It’s the end of the third week of rehearsals, and everybody is gearing themselves for the weekend move up to Oldham. At the start of this week, the rehearsal room was shaken up by the fight director Kevin, who was watching with an eye on the physical stories between the characters. As an observer, watching the director and all the actors, I feel placed in a strange, masculine setting––a real outsider as a female in the room. There are moments when I feel like I shouldn’t be listening, or watching, and I remember how rare it is to be a fly on the wall in this kind of situation, and why I believe the play will be so compelling to watch.

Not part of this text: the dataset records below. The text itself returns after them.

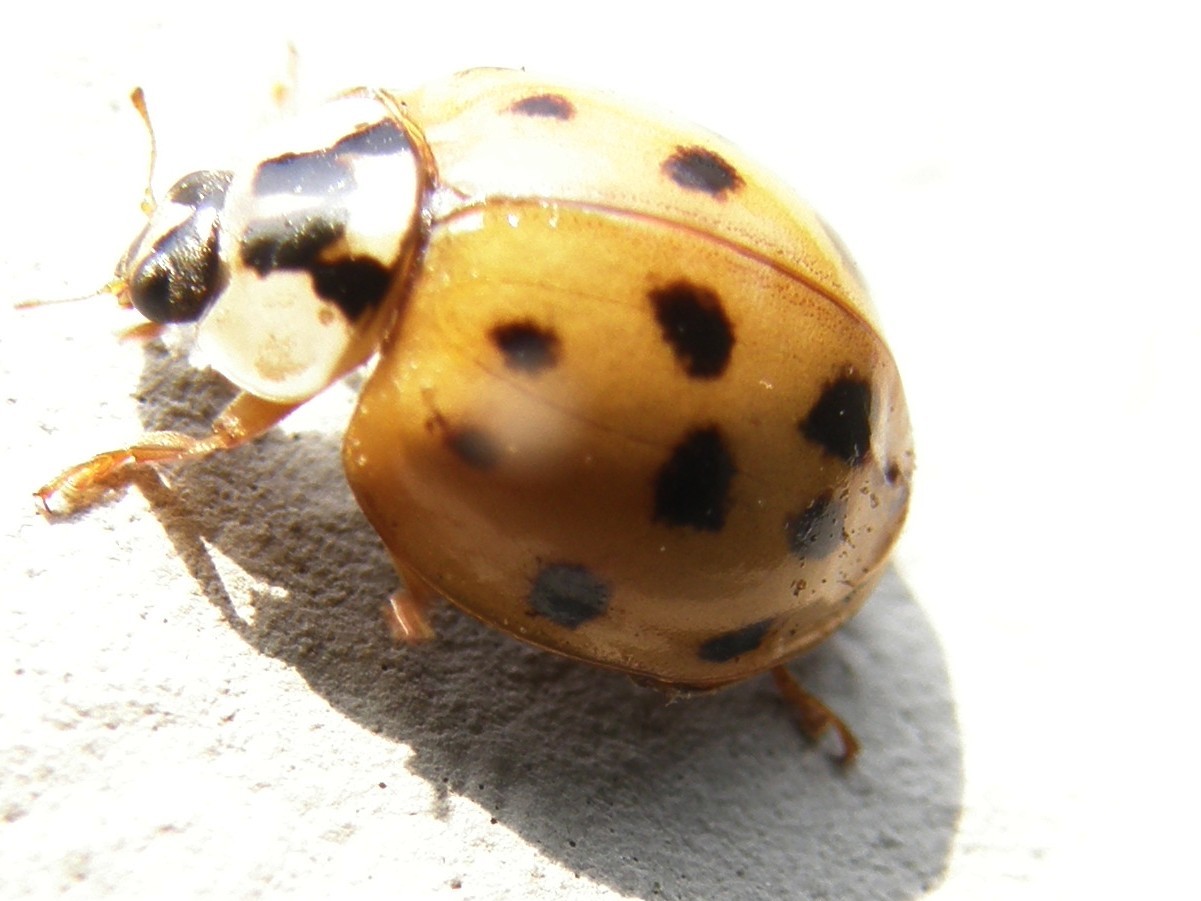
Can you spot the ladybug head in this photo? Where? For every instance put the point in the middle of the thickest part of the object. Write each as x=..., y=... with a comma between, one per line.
x=173, y=270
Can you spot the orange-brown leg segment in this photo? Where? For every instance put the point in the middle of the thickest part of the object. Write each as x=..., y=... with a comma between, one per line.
x=814, y=716
x=244, y=419
x=407, y=610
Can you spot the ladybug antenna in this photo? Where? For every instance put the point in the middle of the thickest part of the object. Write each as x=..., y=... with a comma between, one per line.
x=118, y=287
x=138, y=99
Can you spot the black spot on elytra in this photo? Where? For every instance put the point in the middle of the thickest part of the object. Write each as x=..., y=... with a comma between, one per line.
x=693, y=487
x=201, y=189
x=384, y=137
x=841, y=419
x=729, y=645
x=695, y=326
x=315, y=173
x=291, y=242
x=181, y=274
x=354, y=285
x=473, y=446
x=527, y=346
x=694, y=168
x=547, y=106
x=817, y=531
x=568, y=595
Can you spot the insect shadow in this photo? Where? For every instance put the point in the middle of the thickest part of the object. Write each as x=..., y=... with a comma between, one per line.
x=655, y=799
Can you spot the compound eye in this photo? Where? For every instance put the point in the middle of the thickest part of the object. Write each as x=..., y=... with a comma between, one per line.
x=181, y=274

Aside from all the gender politics and the differences between male and female behaviour, there is an addictive joy in watching a series of games being played on the pool table, and watching characters who really care about every shot. As much as the text of the script, it’s the reactions to each and every shot that matters and carry the play forward, and the elephants in the rehearsal room get larger when it becomes apparent that the lads aren’t playing the game, and get worried by their lines, what their drinking or blocking. Iqbal likened the situation to the crime series, The Wire, to put across what he wanted, and asked the actors to find their "soft eyes."

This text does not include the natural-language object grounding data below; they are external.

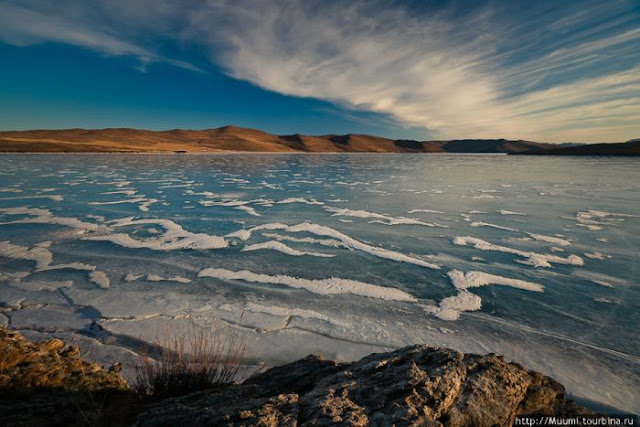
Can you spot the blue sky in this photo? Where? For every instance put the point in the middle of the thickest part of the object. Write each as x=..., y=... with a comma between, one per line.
x=547, y=70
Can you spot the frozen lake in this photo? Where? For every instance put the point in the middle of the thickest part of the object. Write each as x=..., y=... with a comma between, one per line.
x=535, y=258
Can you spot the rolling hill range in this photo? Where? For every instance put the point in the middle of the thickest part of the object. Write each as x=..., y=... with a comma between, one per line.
x=237, y=139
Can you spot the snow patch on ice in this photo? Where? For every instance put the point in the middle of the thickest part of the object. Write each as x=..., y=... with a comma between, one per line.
x=300, y=200
x=532, y=258
x=474, y=279
x=174, y=238
x=388, y=220
x=100, y=279
x=281, y=247
x=329, y=286
x=451, y=307
x=505, y=212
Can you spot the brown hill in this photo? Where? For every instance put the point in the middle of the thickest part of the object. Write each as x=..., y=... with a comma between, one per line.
x=233, y=138
x=630, y=148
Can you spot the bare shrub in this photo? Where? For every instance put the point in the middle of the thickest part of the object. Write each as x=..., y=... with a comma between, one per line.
x=193, y=361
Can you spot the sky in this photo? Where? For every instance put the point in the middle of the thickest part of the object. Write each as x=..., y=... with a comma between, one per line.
x=549, y=71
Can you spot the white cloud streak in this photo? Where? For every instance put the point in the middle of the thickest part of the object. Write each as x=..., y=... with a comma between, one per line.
x=561, y=77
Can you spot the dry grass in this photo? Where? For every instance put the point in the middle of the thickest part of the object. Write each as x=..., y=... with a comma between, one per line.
x=193, y=361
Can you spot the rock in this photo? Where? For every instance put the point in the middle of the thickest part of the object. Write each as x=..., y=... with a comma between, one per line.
x=45, y=384
x=416, y=385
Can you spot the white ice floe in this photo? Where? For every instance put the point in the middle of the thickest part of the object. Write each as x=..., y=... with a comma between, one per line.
x=424, y=211
x=143, y=201
x=505, y=212
x=486, y=224
x=69, y=266
x=323, y=242
x=597, y=255
x=451, y=307
x=174, y=237
x=600, y=278
x=125, y=192
x=42, y=256
x=54, y=197
x=156, y=278
x=116, y=183
x=247, y=209
x=329, y=286
x=475, y=279
x=384, y=219
x=281, y=247
x=44, y=216
x=236, y=204
x=594, y=219
x=39, y=285
x=284, y=311
x=549, y=239
x=349, y=242
x=300, y=200
x=100, y=278
x=533, y=258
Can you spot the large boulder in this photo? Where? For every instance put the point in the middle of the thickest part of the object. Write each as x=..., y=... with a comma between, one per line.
x=417, y=385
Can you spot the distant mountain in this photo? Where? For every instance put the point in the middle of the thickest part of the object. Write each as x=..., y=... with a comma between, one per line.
x=630, y=148
x=233, y=138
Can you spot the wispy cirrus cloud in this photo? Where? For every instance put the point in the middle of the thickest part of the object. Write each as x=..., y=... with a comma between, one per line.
x=21, y=25
x=541, y=71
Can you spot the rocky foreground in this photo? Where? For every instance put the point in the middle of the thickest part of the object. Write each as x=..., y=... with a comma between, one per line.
x=48, y=384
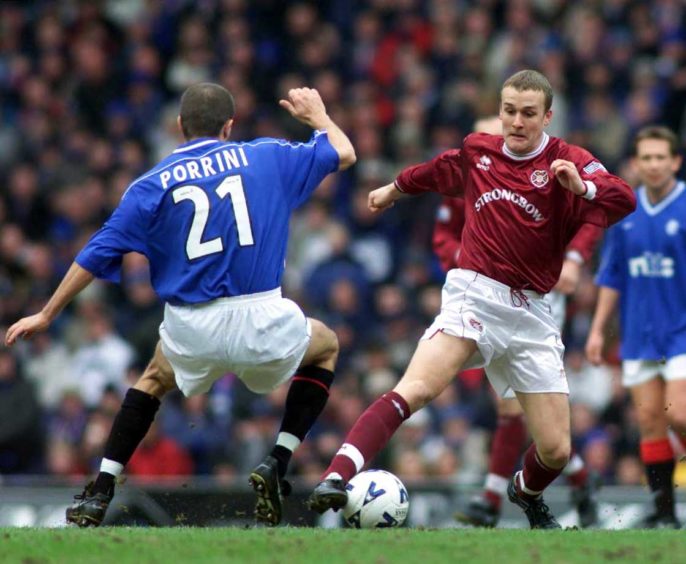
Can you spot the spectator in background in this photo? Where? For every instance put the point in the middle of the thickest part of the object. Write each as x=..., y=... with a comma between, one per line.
x=160, y=455
x=21, y=421
x=644, y=271
x=104, y=358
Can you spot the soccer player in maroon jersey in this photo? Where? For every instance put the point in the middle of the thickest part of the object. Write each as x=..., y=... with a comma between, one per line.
x=483, y=510
x=526, y=195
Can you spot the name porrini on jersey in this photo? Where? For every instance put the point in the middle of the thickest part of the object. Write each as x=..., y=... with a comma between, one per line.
x=212, y=218
x=190, y=169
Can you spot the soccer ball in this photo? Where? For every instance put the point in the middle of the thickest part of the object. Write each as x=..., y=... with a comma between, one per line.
x=376, y=498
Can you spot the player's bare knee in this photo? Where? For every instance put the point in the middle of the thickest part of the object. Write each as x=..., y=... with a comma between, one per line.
x=324, y=348
x=554, y=454
x=676, y=418
x=157, y=380
x=509, y=407
x=417, y=394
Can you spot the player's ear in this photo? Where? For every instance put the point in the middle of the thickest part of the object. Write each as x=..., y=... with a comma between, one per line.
x=676, y=163
x=178, y=124
x=226, y=130
x=547, y=118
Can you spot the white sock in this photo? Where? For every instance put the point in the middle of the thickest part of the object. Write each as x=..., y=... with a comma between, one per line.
x=286, y=440
x=111, y=467
x=574, y=465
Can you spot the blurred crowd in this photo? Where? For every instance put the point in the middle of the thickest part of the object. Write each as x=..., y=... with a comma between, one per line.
x=89, y=94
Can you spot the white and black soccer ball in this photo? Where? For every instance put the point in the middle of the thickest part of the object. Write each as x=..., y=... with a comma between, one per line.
x=376, y=498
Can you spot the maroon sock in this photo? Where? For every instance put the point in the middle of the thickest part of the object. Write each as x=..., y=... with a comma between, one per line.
x=578, y=477
x=369, y=435
x=507, y=445
x=535, y=476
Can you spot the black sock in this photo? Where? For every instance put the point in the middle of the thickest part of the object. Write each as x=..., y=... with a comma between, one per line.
x=661, y=482
x=283, y=457
x=130, y=426
x=306, y=399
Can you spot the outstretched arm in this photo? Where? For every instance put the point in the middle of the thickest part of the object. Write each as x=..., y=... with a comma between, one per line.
x=306, y=105
x=76, y=279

Det. William ‘Bunk’ Moreland: You know what you need at a crime scene?
Det. Shakima ‘Kima’ Greggs: Rubber gloves?
Bunk: Soft eyes.
Kima: Like I’m suppose to cry and shit?
Bunk: If you got soft eyes, you can see the whole thing. If you got hard eyes — you staring at the same tree missing the forest.
Kima: Ah, zen shit.
Bunk: Soft eyes, grasshopper.
Like all of us, the actors have a tendency towards control; controlling their words, controlling their actions. But of course, the engaging moments are when the control is abandoned, as the unpredictable happens and the actors and us, share those moments of total surprise. Iqbal is very sensitive to this and has been constantly encouraging the actors to let loose, to be wrong, but, above all, to commit to every single action. He does this in a gentle and generous way, without wanting to be a puppeteer or dictator.
I do feel for the actors though. They have so much to remember, they drink an equivalent of four pints by the end of the first scene alone (not including shots of JD), they have to remember whose pool shot it is, whose round it is, stick to the script and the game… and hold on to their bladders!
“Soft eyes, boys,” says Jazz as we leave the London rehearsal studios and know we will meet again in Oldham to get ready for the curtain.